Figure 5 below shows the details that are the result of a standard trace.
Figure 6 below shows the richer set of details reported when an internal trace is invoked.
As mentioned above in addition to tracing, Wazi VTP will report statistics around test activities. Figure 7 below shows a set of statistics from a typical testing session conducted using Wazi VTP. Wazi VTP can report not only the number of times a program has been called but also the identifier of the caller. In addition, Wazi VTP reports status code that goes with different aspects of a CICS transaction.
Wazi VTP recording is a powerful feature. Being able to record and reuse test data reduces a significant amount of the burden that goes with data management for mainframe testing. Tracing and statistics-gathering capabilities add even more power—so much so, that mainframe testing using Wazi VTP in many ways surpasses the capabilities present in current distributed computing paradigms. This is no longer the “coders code, testers test,” waterfall-driven approach to testing that was common only decades ago. It’s a modern approach to the way that enterprise testing works in today’s world. In short, it’s very cool!
Mainframes Development Offers Opportunities for Everyone
I am a big fan of the opportunities presented by mainframe programming. The machines are powerhouses.

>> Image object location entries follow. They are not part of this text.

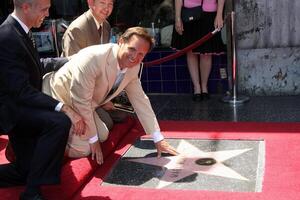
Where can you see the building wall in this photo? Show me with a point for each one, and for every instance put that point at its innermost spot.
(268, 46)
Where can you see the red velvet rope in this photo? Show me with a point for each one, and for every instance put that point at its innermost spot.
(181, 52)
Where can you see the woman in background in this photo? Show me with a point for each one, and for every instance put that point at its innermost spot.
(199, 60)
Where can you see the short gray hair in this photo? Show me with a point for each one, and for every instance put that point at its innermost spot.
(18, 3)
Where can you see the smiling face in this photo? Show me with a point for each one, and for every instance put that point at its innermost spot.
(101, 9)
(36, 12)
(132, 52)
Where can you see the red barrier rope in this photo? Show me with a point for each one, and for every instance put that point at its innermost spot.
(183, 51)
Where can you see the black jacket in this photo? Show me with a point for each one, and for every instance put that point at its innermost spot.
(20, 75)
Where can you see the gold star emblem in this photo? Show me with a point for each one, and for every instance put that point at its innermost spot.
(192, 160)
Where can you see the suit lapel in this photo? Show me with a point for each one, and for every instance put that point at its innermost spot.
(26, 42)
(93, 28)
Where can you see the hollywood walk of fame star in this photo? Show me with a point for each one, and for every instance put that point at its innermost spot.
(192, 160)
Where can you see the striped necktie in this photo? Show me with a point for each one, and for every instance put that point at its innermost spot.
(116, 84)
(31, 38)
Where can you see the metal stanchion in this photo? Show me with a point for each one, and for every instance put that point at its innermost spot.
(234, 99)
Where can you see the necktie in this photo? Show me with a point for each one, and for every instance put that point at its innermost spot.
(115, 86)
(31, 38)
(100, 34)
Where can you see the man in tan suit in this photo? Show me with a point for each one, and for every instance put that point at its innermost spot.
(85, 83)
(91, 28)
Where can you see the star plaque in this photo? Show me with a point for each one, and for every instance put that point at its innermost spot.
(222, 165)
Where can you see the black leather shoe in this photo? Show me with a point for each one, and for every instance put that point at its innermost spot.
(197, 97)
(205, 96)
(24, 196)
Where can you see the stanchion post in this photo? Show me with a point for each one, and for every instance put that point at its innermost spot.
(234, 98)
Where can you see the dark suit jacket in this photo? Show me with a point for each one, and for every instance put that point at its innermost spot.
(20, 75)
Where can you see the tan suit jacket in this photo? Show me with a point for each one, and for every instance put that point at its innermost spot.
(85, 81)
(82, 32)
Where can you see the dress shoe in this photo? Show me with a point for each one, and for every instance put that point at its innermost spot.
(38, 196)
(9, 153)
(197, 97)
(205, 96)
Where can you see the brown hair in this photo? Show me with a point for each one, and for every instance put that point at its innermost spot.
(141, 32)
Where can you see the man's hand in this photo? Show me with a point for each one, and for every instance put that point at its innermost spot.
(164, 147)
(108, 106)
(97, 152)
(78, 125)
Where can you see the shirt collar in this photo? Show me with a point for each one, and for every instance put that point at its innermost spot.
(25, 28)
(121, 70)
(98, 24)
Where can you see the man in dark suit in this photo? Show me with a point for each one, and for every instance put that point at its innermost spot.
(37, 125)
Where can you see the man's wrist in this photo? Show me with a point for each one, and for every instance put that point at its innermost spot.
(157, 136)
(59, 106)
(93, 139)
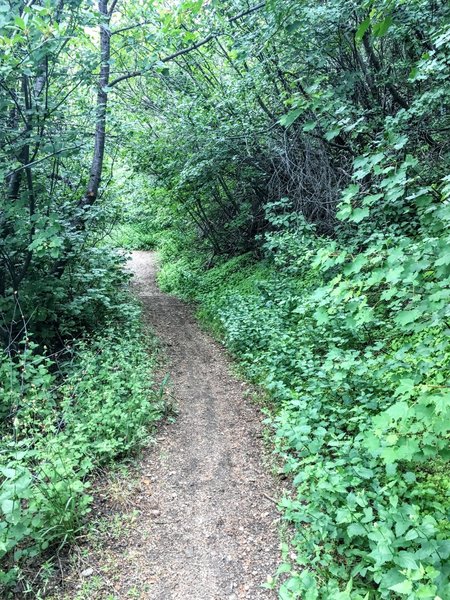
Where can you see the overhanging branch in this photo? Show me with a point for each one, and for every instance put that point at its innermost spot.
(195, 46)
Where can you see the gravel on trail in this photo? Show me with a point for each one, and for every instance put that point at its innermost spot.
(207, 526)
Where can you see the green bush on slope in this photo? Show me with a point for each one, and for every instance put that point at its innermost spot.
(353, 346)
(60, 426)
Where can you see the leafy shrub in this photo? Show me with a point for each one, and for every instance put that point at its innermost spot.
(352, 341)
(63, 419)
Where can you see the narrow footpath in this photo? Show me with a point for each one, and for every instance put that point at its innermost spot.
(209, 531)
(200, 521)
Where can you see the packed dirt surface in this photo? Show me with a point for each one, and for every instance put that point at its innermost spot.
(207, 526)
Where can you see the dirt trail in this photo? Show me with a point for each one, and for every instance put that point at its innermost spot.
(206, 528)
(209, 531)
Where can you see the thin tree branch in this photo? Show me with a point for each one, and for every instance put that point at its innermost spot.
(195, 46)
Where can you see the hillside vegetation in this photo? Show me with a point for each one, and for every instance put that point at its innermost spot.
(290, 162)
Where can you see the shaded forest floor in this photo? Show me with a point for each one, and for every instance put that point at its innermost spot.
(198, 520)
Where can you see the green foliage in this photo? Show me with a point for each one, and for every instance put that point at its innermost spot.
(340, 311)
(62, 419)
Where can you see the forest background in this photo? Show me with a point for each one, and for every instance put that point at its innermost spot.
(290, 162)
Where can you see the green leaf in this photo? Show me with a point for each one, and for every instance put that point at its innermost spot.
(292, 116)
(364, 26)
(380, 29)
(404, 587)
(359, 214)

They’ve been designed from the get-go to handle thousands of users simultaneously. Mainframe computers still handle over 80% of corporate data.
There remains a real need for mainframe programmers now and well into the foreseeable future, particularly as the existing workforce continues to age into retirement. I’ve counseled more than a few younger programmers to consider spending a year or two doing mainframe development. Mainframe programming experience provides a great fallback to get through the ups and downs of an increasingly volatile job market.
As the mainframe and distributed communities continue to cross-fertilize, it’s entirely possible for developers from all walks of life to work in either environment provided they have a clear, competent understanding of the general principles of software development as well as a solid appreciation of the best practices that are general to any type of programming environment. Once the basics are in place, all that remains is taking the time to learn the particulars of the programming landscape. In the past, this might take years. Today, with tools such as Wazi VTP, the learning curve can be reduced to a matter of months provided the developer is committed to doing the work necessary to get the skills required to contribute effectively to the work at hand.
Wazi VTP is a compelling, state-of-the-art testing platform for mainframe developers. But it’s potential is much broader: Wazi VTP brings mainframe development into a common development landscape. In many ways, Wazi VTP is a door that opens into a world of opportunities for all developers from any computing environment.